Vittime illustri di questa prassi sono stati Josefa Idem, ex ministro delle Pari Opportunità, l'ex presidente della Regione Abruzzo Ottaviano Del Turco e Ignazio Marino e Simone Uggetti, rispettivamente ex sindaci di Roma e Lodi, ma non solo. Tutti scaricati dal partito non appena è scoppiato lo scandalo. Nel giugno 2013 l'ex campionessa olimpionica rassegna le dimissioni dopo un breve colloquio con l'allora premier Enrico Letta in quanto accusata di non aver pagato l'Imu della sua casa/palestra di Ravenna. Ben più grave è stato il trattamento riservato a Del Turco, deceduto un anno fa dopo aver subìto un lungo calvario giudiziario iniziato nel 2008 con l'arresto nell'ambito di un'inchiesta sulla sanità abruzzese. Inizialmente accusato di associazione per delinquere, truffa, corruzione e concussione, alla fine viene assolto da quasi tutte le accuse ma condannato nel 2018 a 3 anni e 11 mesi di reclusione per induzione indebita. L'allora segretario del partito, Walter Veltroni, "liquidò" velocemente il caso inviando a Del Turco (uno dei fondatori del partito) un messaggio laconico: "ti auguro di poter provare la tua innocenza". Lasciato solo, l'ex sindacalista socialista rivelò: "Io con Veltroni non ho mai parlato in questi mesi, dopo il mio arresto mai una telefonata o una lettera. Né mi ha chiamato nessuno del gruppo dirigente del Pd. Ho provveduto ad autosospendermi dalla direzione nazionale del partito con una lettera alla quale Veltroni non ha nemmeno risposto".

Altri casi simili sono quelli che hanno riguardato gli ex governatori Marcello Pittella (Basilicata) e Mario Oliviero (Calabria). La stessa sorte è toccata all'ex primo cittadino di Roma Ignazio Marino la cui giunta cadde dopo che 26 consiglieri capitolini rassegnarono le dimissioni. Il "sindaco marziano", che all'epoca finì indagato per il cosiddetto Pandagate, a distanza di 10 anni, ancora non riesce a dimenticare. "Il giorno in cui la notizia apparve sui giornali, il Pd insistette affinché le mie dimissioni fossero annunciate prima dei tg della sera, e diversi altri partiti, da FdI alla Lega di Salvini a Sinistra Italiana di Fratoianni, rilasciarono dichiarazioni violente e definitive sulla necessità del mio immediato abbandono", ha ricordato in un articolo apparso ieri sul Fatto Quotidiano. Nel 2016, invece, l'allora sindaco di Lodi Simone Uggetti viene arrestato con l'accusa di turbativa d'asta per un appalto da 5mila euro sulla gestione delle piscine scoperte. Accusa dalla quale, poi, nel 2023 è stato definitivamente assolto. Anche in questo caso non vi fu alcuna solidarietà da parte del Pd, come rivelò nel 2021 Uggetti: "Diciamo che l'allora segretario Renzi, verso il quale non ho acrimonia, mi scaricò un po' troppo velocemente. Fece un errore politico".

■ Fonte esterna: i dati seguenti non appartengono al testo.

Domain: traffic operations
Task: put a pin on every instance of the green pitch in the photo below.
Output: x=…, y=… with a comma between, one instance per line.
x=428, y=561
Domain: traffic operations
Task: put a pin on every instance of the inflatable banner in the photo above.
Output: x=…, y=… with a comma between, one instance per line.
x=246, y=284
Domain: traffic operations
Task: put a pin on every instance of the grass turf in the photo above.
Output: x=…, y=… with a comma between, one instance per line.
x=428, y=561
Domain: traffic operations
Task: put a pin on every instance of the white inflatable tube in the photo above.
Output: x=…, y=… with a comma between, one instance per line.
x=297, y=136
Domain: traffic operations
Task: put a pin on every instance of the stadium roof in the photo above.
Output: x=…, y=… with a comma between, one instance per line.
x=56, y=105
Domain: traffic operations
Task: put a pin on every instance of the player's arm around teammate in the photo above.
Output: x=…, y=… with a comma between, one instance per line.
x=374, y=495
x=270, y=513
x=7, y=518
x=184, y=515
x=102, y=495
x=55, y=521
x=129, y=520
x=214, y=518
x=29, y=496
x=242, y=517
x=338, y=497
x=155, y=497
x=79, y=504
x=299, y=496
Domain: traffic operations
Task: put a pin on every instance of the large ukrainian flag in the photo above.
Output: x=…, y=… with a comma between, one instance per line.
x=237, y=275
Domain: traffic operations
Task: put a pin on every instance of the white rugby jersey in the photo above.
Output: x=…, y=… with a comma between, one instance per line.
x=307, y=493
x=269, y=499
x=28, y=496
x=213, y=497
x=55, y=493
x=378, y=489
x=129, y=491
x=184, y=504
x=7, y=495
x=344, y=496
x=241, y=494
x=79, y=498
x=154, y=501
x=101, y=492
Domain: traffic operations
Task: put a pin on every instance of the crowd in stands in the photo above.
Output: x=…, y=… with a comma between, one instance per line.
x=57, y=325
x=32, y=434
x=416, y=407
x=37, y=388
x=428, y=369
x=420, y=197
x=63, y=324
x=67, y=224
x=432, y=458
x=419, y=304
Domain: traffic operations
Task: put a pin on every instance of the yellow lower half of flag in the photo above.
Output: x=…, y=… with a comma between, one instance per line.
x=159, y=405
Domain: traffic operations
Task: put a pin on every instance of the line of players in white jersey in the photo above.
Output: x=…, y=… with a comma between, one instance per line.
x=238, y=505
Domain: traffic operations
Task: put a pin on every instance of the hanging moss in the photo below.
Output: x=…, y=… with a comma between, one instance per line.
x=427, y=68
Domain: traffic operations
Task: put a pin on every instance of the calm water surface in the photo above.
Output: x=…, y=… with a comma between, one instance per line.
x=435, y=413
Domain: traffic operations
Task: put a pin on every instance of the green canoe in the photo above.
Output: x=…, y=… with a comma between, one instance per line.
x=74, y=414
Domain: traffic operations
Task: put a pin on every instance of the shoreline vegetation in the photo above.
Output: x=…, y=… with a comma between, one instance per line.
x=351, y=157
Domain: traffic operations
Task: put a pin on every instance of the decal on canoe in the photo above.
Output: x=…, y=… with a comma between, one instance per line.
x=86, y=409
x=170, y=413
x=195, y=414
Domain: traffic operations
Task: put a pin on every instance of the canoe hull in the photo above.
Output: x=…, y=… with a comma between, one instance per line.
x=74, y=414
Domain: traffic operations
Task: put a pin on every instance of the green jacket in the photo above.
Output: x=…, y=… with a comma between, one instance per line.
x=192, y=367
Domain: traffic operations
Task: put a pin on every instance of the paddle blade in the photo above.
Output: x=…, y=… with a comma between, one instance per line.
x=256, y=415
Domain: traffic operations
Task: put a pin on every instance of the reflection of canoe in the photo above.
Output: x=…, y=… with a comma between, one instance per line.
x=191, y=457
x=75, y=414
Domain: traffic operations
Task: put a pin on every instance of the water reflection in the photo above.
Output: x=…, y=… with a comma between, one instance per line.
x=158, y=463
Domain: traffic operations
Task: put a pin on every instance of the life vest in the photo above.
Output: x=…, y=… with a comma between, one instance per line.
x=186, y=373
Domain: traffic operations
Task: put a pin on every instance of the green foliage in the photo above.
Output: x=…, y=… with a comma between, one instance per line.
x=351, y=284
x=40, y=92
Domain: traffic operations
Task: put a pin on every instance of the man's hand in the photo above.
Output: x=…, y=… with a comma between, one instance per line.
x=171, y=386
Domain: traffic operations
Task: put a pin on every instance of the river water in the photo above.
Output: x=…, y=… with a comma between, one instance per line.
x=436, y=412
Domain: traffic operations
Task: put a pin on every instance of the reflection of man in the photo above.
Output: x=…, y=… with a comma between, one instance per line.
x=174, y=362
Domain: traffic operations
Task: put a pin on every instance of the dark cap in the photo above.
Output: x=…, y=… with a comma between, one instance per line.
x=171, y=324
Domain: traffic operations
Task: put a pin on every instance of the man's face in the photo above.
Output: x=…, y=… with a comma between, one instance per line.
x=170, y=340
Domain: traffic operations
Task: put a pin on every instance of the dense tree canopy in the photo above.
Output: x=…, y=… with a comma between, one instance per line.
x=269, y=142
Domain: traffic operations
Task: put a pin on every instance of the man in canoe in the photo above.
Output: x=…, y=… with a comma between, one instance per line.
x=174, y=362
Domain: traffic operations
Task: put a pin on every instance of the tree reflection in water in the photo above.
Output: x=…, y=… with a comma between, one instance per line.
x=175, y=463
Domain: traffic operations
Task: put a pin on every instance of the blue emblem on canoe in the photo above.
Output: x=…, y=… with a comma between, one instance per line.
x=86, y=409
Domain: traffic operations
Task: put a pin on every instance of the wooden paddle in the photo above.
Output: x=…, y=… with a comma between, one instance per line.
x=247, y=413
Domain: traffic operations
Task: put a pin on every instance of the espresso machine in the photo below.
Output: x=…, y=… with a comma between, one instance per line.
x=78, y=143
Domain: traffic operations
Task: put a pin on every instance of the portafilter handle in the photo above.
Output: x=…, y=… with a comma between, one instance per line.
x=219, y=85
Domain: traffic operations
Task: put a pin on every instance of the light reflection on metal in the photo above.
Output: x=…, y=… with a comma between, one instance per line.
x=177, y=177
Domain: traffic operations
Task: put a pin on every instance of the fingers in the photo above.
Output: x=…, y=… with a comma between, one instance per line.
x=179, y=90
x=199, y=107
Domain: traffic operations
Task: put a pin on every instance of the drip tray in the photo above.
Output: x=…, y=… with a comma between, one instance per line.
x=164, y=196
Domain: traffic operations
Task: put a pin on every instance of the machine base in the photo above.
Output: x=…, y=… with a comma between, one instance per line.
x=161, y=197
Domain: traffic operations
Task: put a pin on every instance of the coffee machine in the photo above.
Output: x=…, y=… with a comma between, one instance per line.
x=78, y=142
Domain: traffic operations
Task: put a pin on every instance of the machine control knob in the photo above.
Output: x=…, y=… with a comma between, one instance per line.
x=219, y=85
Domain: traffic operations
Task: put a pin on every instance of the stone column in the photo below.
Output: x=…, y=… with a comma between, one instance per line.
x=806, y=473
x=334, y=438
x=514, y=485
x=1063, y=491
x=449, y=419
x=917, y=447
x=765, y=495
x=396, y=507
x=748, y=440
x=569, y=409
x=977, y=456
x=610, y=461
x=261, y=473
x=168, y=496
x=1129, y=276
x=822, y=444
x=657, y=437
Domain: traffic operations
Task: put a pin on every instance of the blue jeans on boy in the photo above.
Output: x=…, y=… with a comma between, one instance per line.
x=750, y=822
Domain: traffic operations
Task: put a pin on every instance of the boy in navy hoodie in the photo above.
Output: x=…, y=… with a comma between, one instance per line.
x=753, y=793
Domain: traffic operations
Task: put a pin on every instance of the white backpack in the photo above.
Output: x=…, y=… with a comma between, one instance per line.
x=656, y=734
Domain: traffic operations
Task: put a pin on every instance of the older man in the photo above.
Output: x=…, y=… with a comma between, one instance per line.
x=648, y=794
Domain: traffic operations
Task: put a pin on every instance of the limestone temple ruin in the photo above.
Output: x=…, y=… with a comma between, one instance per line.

Chi, invece, si dimise senza mai aver ricevuto un avviso di garanzia e pur essendo parte lesa fu l'ex governatore Piero Marrazzo che nel 2009 venne ricattato da alcuni carabinieri che lo scoprirono in compagnia di una prostituta transessuale.

In una recente intervista al Corriere della Sera, l'ex giornalista Rai ha ricordato che a chiamarlo furono l'allora segretario Pier Luigi Bersani e il suo vice Dario Franceschini: "Mi chiesero di fare un passo indietro per ragioni di opportunità e accettai. Non ho recriminazioni nei loro confronti".